Merci à Rocé pour cet entretien, pour cette exposition et celles à venir.
Quelques visiteur·euses de « Ce que les pochettes nous disent » nous parlent d'un vinyle de leur choix :
/// Bintou Dembélé : « Regard sur le passé », Bembeya Jazz National, 1976.
« C’est vraiment le groupe Bembeya Jazz National qui a été une découverte pour moi : voir ma mère heureuse, et nostalgique de son enfance à la maison, qui dansait en mettant cette musique à fond sur le magnéto. Et inconsciemment, je pense que c’est en la voyant comme ça que ça m’a donné envie de me mettre en mouvement, de danser. Et je l’ai su bien plus tard, parce qu’une fois je me suis promenée du côté de Montmartre et y’avait du Bembaya à fond et je me suis arrêtée, enfin c’est mon corps qui s’est arrêté. Je suis restée peut-être trois minutes comme ça et je suis allée voir le vendeur, je lui ai dit : ''C’est quoi qui joue ?''. Il m’a dit : ''Le Bembaya Jazz National''. Et j’ai recherché toute leur discographie et je me suis rappelée que c’était effectivement ce moment-là qui me revenait en tête : ma mère en train de danser, les yeux lumineux. Et j’y voyais vraiment sa jeunesse, ces années d’indépendances : elle revivait au Sénégal ! »
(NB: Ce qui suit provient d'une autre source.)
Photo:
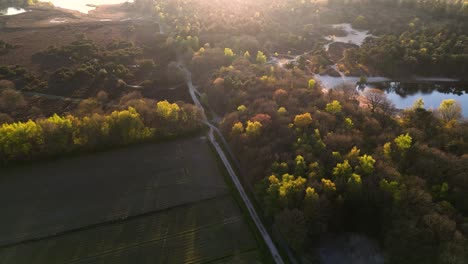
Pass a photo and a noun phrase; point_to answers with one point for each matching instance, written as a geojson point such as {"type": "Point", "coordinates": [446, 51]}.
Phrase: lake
{"type": "Point", "coordinates": [81, 5]}
{"type": "Point", "coordinates": [11, 11]}
{"type": "Point", "coordinates": [402, 93]}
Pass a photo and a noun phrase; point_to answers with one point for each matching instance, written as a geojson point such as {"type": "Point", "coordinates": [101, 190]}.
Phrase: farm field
{"type": "Point", "coordinates": [158, 203]}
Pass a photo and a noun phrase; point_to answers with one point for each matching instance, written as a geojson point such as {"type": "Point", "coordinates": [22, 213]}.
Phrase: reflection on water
{"type": "Point", "coordinates": [403, 94]}
{"type": "Point", "coordinates": [353, 36]}
{"type": "Point", "coordinates": [11, 11]}
{"type": "Point", "coordinates": [82, 5]}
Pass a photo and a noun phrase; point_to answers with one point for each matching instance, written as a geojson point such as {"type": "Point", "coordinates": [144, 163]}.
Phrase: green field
{"type": "Point", "coordinates": [177, 210]}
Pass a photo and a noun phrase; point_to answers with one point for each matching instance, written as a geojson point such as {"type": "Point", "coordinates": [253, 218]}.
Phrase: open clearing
{"type": "Point", "coordinates": [157, 203]}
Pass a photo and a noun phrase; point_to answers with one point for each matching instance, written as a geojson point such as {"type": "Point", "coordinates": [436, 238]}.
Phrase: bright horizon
{"type": "Point", "coordinates": [81, 5]}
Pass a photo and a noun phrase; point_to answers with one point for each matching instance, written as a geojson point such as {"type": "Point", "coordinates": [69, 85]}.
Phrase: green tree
{"type": "Point", "coordinates": [261, 58]}
{"type": "Point", "coordinates": [303, 120]}
{"type": "Point", "coordinates": [229, 53]}
{"type": "Point", "coordinates": [253, 129]}
{"type": "Point", "coordinates": [450, 110]}
{"type": "Point", "coordinates": [334, 107]}
{"type": "Point", "coordinates": [311, 84]}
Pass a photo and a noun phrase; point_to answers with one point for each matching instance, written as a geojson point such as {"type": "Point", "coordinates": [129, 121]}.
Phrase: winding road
{"type": "Point", "coordinates": [211, 135]}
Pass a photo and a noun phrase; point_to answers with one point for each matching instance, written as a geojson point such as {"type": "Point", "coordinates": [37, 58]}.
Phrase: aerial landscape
{"type": "Point", "coordinates": [234, 131]}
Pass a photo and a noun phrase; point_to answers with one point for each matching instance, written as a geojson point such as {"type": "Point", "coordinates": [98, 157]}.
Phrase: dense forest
{"type": "Point", "coordinates": [319, 161]}
{"type": "Point", "coordinates": [338, 161]}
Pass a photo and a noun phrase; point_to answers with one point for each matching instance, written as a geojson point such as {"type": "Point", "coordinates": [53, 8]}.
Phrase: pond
{"type": "Point", "coordinates": [11, 11]}
{"type": "Point", "coordinates": [83, 6]}
{"type": "Point", "coordinates": [353, 36]}
{"type": "Point", "coordinates": [402, 93]}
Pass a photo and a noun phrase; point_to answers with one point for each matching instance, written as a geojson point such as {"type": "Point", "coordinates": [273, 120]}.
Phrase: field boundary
{"type": "Point", "coordinates": [110, 222]}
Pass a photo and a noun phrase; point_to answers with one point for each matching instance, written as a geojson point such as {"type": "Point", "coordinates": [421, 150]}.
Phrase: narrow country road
{"type": "Point", "coordinates": [266, 237]}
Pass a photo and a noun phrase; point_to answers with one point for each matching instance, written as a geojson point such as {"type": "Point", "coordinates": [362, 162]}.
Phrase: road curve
{"type": "Point", "coordinates": [266, 237]}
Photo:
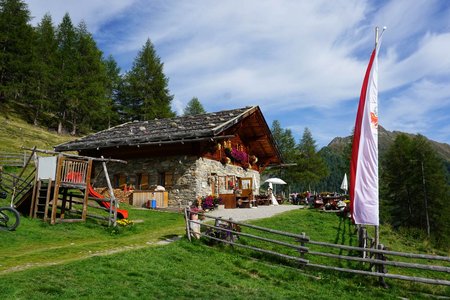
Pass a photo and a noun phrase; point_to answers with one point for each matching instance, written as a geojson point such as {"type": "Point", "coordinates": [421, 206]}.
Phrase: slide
{"type": "Point", "coordinates": [121, 213]}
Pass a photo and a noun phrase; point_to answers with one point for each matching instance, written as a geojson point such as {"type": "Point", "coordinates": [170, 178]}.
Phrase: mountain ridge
{"type": "Point", "coordinates": [386, 139]}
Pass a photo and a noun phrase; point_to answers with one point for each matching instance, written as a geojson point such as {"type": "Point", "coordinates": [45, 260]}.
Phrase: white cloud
{"type": "Point", "coordinates": [286, 56]}
{"type": "Point", "coordinates": [418, 108]}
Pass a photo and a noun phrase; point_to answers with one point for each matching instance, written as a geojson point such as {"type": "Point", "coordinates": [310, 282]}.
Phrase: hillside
{"type": "Point", "coordinates": [385, 140]}
{"type": "Point", "coordinates": [15, 133]}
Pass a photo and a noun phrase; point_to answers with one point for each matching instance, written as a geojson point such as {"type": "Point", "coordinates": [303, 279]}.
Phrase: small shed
{"type": "Point", "coordinates": [191, 156]}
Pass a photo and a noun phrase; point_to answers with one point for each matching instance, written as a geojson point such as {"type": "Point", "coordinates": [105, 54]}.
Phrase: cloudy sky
{"type": "Point", "coordinates": [302, 62]}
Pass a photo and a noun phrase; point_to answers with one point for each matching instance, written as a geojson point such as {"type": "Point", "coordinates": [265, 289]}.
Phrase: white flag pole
{"type": "Point", "coordinates": [377, 227]}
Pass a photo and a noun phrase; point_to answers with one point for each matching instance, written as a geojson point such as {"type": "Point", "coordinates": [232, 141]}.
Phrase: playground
{"type": "Point", "coordinates": [56, 188]}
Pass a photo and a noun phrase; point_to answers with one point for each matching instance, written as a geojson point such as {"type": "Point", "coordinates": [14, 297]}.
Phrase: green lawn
{"type": "Point", "coordinates": [15, 133]}
{"type": "Point", "coordinates": [69, 261]}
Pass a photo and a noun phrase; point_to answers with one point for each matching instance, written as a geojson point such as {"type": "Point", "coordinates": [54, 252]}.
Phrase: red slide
{"type": "Point", "coordinates": [121, 213]}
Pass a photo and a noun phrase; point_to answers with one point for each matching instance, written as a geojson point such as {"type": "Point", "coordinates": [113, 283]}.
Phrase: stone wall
{"type": "Point", "coordinates": [192, 176]}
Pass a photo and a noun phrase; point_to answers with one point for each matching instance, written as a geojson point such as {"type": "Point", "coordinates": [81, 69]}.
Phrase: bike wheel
{"type": "Point", "coordinates": [9, 218]}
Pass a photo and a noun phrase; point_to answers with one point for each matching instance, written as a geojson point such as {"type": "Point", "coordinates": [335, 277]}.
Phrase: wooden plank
{"type": "Point", "coordinates": [86, 189]}
{"type": "Point", "coordinates": [47, 200]}
{"type": "Point", "coordinates": [57, 185]}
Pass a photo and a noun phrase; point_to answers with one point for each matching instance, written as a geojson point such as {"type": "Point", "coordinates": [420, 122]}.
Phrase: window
{"type": "Point", "coordinates": [142, 181]}
{"type": "Point", "coordinates": [120, 180]}
{"type": "Point", "coordinates": [165, 179]}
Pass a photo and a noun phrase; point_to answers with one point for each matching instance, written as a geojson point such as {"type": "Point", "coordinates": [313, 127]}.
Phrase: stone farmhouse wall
{"type": "Point", "coordinates": [192, 176]}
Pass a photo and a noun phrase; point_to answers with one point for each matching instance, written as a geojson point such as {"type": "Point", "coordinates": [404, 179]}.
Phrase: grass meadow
{"type": "Point", "coordinates": [90, 261]}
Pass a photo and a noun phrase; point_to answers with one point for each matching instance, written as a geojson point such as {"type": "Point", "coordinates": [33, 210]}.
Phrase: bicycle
{"type": "Point", "coordinates": [9, 216]}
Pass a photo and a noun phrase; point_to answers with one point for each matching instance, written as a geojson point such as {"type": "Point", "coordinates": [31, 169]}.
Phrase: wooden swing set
{"type": "Point", "coordinates": [62, 191]}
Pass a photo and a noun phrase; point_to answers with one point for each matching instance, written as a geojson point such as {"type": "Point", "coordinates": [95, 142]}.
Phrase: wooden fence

/// Mame-Fatou Niang : « HAITI Kisa pou-n fe ? What is to be done », Atis Indepandan, 1975.
« Haïti, parce qu'à 26 ans, quand spécialiste de l’histoire de France je découvre aux États-Unis un endroit sur terre qui s’appelle Saint-Domingue, qui était la colonie la plus riche du monde, et que Saint-Domingue c’est un pays que je connaissais qui s’appelle Haïti ; mais pour moi qui ait grandi en France, Haïti c’est la malédiction, les tremblements de terre, les coups d’État, la pauvreté. C’est, comme on dit, le pays le plus pauvre du monde occidental, et là je découvre ce versant que n’avait jamais entendu. Quand on pense à Haïti, c’est vraiment le talon d’Achille de l’historiographie française et on connaît tou·te·s la manière dont cette histoire a été construite, avec ses architectes, Renan, Michelet, la manière dont on a construit ce grand roman national avec ces « grands hommes », les Louis, les François, etc. On sait comment cette histoire a étouffé nos luttes, nos vies, notre participation à l’histoire de France, de l’Algérie, du Viêt Nam, du Sénégal ; mais Haïti c’est quelque chose : l’occultation de Saint-Domingue, ce que ce pays a représenté, a amené comme ressources et surtout de la révolution haïtienne — une poignée d’esclaves qui va renverser l’armée la plus puissante du monde. C’est ce qu’on appelle l’impensable et c’est tellement impensable que la manière de prendre ça en compte va être de l’oublier, de l’effacer. Oui, d’expliquer qu’ils ont vendu leur âme au diable, le serment de Bois-Caïman qui leur a donné cette force ou alors les moustiques ont tué les soldats de l’Empire. Ou alors qu’il y a eu un complot ourdi depuis le continent. Impossibilité de penser que des esclaves ont pensé eux-mêmes leur libération, et surtout que des esclavisé·e·s vont fonder la première République, qui va véritablement mettre en place l’universalisme en disant « tout humain est humain », « tout moun sé moun », et qui va mettre complètement en faute les deux révolutions précédentes qui sont la Révolution française et la Révolution américaine. Donc Haïti, c’est ça. Haïti n’est pas pauvre, Haïti a été appauvrie. Haïti a été effacée; pourtant Haïti est encore là. Et lorsqu’on ressortira cette histoire-là, le château de cartes va s’effondrer. Haïti, c’est la première carte qu’il faut tirer pour qu’il s’effondre. C’est en train de se faire là et ça va saigner ! »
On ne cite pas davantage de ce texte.